You see, it was not that long ago (2008), under Chavez, that Venezuela’s risk premium was 500 basis points or 5%. This is simply the extra yield that investors demand from Venezuelan bonds over the equivalent US Treasury bond or expressed in another way how much it costs to insure against default (They are similar). Today that number stands around 1050 basis points or 10.5% for Venezuela (For comparison, it stood at 105 basis points for Colombia, 107 for Brazil, 1.05% and 1.07% respectively, that is what good management does and could do in Venezuela). The historical graph is shown below:
Above you can see the value of the 5 year CDS, the cost of insuring against Venezuela’s default in five years, which is the most common benchmark used. As you can see in 2008 this was around 500 basis points, it rose to over 3000 points during the financial crisis and now settled down around 1060 in the graph.
Why didn’t it go back down to 500 basis points?
Easy, just look at graphs in this post a couple of weeks ago and you will see that it was around this time that Venezuela and PDVSA started increasing debt issuance in both local and foreign currency. Here is the change in total debt (Warning since that date of the post two weeks ago, it has already increased by US$ 1.7 billion (or maybe more…)):
This creates two problems for investors: First, there are too many new bonds around that have to be absorbed by the markets. Second, it is in the long run an impossible strategy as there is a limit to how much Venezuela can issue. As long as there is no alternative strategy in the long term something has to give some day.
Thus, if there was a possibility that the economic team would change with Chavez’ illness, that the Government itself could change, or the actors could change, then there is the possibility that this crazy rhythm of issuance will end and Venezuela’s debt will improve and maybe even go back down to the 500 basis points or 5% value it had in 2008.
What is critical to understand is that small changes in yield lead to large changes in bond prices, particularly of bonds that trade at discount like all Venezuelan bonds.
For example, if the yield to maturity of Venezuela’s benchmark bond Global 2027 went down by 3% (from 13% to 10%), the price of the bond would change (increase!) by almost 25%. Or if the yield to maturity of the PDVSA 2022 dropped by 3% (from 14.7% to 11.7%), the price of that bond would jump up by almost 18%.
So, if you are a foreign investor who thinks there may be change in Venezuela, it becomes a very asymmetrical bet.
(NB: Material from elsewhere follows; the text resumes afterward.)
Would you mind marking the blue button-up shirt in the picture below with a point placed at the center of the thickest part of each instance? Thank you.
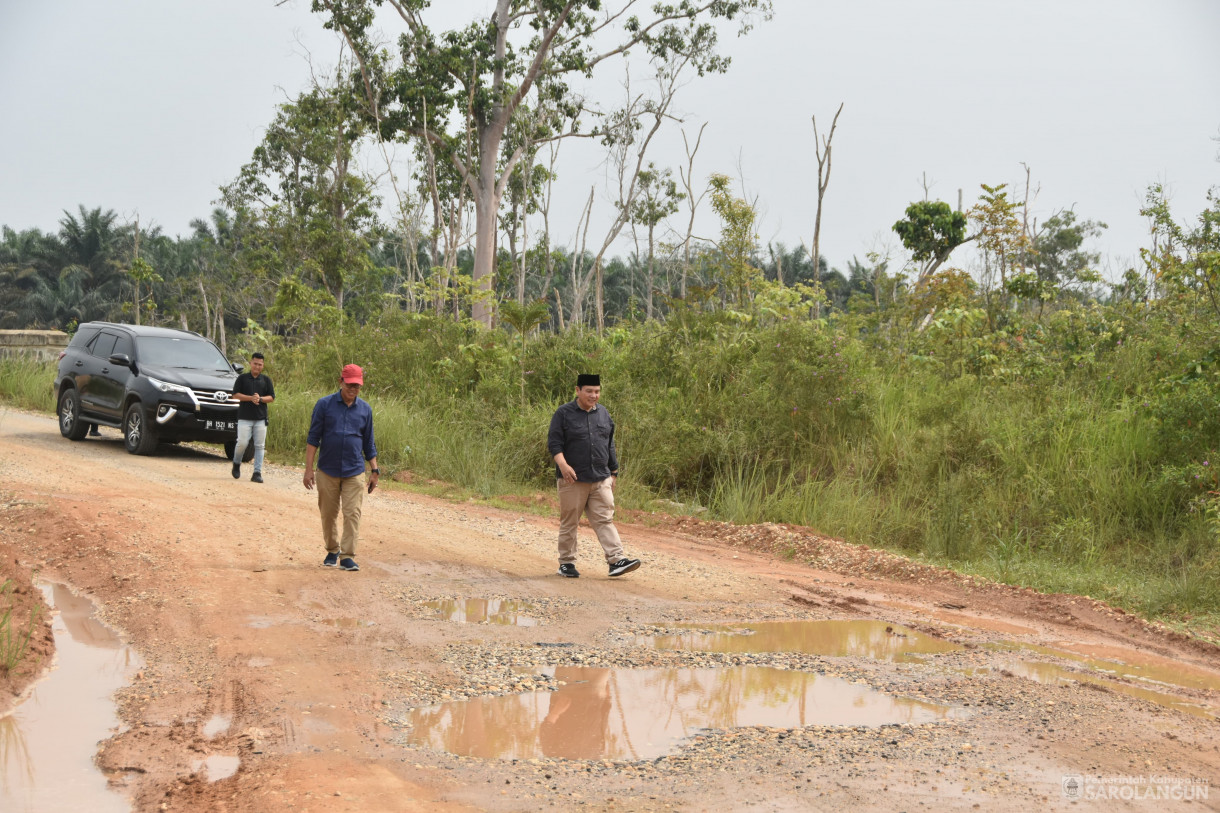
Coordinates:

If you think there will be change in the next 18 months, you buy the bond. If there is change, the strategy changes for whatever reason and Venezuela stops issuing like there is no tomorrow, the bonds go up by 18-25%.
What if nothing changes?
Well that is why it is so asymmetrical and attractive. If nothing changes in those 18 months, you collect a year and a half of coupons, which range from 18% for the 2027 to roughly 26% for the PDVSA bond. As long as Venezuela and PDVSA pay and the bonds don’t drop so much in price, it is a nice return either way.
Of course, investors are attracted by the possibility of the upside, which they believe would occur if something as a simple as a change in the country’s economic team takes place. The possible downside in the same time frame, looks reasonable.